# Adam Gold Standard Financial Toolkit

The Democratization of Institutional-Grade Data Engineering.

## Executive Summary

This toolkit transforms the Adam repository into a high-performance financial data engine. It implements a "Data Lakehouse" architecture using `yfinance` for ingestion and `Apache Parquet` for storage.
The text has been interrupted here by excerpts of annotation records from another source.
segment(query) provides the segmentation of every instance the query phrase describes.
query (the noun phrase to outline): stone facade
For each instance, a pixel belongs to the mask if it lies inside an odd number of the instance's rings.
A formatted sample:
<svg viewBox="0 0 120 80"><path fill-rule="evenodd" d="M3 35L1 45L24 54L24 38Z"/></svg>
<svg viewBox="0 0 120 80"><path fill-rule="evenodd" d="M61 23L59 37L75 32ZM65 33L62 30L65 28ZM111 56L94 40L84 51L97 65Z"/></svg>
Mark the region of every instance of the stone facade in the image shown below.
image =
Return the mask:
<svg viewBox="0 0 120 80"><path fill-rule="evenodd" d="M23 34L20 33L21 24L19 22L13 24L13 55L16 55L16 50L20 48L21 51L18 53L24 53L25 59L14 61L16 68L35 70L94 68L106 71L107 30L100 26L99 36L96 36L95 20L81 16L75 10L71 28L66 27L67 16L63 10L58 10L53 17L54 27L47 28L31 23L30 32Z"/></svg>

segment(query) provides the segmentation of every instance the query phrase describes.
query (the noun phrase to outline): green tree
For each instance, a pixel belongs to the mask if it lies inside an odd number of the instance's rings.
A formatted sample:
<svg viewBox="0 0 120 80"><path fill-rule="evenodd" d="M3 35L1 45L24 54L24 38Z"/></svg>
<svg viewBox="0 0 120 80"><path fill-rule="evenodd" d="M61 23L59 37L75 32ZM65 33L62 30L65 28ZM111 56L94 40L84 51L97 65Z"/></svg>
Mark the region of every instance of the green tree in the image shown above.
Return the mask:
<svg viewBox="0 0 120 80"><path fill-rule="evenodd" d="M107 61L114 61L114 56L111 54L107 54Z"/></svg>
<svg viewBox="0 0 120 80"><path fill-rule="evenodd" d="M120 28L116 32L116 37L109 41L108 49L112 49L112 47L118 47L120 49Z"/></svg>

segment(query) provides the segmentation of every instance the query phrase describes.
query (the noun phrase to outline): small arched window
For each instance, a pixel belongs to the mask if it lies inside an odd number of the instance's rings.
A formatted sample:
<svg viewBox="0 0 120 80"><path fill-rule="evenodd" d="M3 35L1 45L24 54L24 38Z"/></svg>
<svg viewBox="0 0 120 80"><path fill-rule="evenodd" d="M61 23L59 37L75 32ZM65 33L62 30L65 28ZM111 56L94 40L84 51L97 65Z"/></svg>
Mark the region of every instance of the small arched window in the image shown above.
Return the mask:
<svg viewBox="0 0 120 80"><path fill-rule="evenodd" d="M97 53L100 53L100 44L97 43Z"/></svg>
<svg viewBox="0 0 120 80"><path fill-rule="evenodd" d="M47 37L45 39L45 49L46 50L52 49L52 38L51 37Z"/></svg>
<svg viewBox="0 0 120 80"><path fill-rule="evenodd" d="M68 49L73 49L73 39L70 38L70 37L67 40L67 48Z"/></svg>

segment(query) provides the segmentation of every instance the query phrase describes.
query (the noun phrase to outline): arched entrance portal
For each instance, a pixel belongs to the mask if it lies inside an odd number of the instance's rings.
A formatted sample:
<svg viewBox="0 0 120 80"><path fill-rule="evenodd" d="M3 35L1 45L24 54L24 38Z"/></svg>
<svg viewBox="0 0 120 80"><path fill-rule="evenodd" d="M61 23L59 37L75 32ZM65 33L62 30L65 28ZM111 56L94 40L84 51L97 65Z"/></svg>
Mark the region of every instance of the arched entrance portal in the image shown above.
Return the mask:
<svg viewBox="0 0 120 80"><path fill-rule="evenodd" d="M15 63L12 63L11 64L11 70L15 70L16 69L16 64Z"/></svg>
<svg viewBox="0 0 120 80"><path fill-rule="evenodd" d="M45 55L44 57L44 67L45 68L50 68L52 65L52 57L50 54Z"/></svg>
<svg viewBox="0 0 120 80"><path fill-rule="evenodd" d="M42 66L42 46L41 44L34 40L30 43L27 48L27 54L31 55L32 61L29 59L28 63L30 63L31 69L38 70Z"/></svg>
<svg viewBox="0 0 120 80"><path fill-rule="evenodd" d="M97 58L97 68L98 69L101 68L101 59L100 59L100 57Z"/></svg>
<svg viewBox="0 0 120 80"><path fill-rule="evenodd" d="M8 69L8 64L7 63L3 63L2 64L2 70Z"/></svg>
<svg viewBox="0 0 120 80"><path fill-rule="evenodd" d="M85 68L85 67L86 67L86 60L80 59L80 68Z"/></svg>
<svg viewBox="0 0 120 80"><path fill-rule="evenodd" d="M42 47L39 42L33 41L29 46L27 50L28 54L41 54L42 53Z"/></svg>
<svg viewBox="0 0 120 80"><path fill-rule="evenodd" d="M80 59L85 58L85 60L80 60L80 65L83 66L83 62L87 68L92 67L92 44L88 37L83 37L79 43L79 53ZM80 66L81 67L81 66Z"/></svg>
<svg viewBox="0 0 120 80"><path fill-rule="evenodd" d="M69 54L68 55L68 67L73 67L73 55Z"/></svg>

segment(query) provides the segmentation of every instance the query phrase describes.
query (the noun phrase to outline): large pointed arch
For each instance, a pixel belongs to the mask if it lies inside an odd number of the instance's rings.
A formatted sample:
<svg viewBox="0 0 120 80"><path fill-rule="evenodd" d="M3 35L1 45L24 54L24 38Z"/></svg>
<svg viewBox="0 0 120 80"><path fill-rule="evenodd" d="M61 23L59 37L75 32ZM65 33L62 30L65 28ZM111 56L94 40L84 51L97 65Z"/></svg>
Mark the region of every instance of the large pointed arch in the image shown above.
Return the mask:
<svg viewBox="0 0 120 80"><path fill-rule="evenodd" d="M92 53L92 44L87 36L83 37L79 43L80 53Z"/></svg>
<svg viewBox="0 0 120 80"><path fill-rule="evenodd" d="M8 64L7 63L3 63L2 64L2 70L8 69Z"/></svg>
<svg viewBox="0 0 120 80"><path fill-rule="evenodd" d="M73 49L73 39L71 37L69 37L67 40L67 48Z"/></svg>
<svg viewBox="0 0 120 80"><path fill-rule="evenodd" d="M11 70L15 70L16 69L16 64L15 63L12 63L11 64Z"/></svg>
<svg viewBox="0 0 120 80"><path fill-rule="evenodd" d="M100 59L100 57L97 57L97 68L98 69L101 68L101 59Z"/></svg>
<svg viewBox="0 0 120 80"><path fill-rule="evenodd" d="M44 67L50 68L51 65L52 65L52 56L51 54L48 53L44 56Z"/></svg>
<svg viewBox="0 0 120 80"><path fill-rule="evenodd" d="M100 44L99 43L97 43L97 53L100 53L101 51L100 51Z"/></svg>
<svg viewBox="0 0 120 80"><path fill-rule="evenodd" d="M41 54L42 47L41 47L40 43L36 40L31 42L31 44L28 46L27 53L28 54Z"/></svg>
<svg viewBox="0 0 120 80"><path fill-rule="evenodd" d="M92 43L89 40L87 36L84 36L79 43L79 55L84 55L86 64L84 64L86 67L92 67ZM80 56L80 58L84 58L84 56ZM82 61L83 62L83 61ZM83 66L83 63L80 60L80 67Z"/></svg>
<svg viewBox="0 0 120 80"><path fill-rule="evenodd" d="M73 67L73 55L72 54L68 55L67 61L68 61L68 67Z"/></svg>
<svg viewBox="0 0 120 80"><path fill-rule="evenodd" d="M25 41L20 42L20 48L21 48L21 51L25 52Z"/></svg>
The system is designed to serve two distinct mandates:
1.  **Intra-Day Trading Engine**: High-frequency data (1m), low latency, mean reversion strategies.
2.  **Robo-Advisor**: Long-term data, MPT/Black-Litterman optimization, risk simulation.

## Architecture

### 1. The Discovery Layer (`discovery.py`)
-   **Real Search Pull**: Dynamically discovers new assets using `yf.Search`.
-   **Universe Snapshots**: Mitigates survivorship bias by saving point-in-time universe compositions.
-   **Taxonomy**: Classifies assets using `yf.Sector` and `yf.Industry`.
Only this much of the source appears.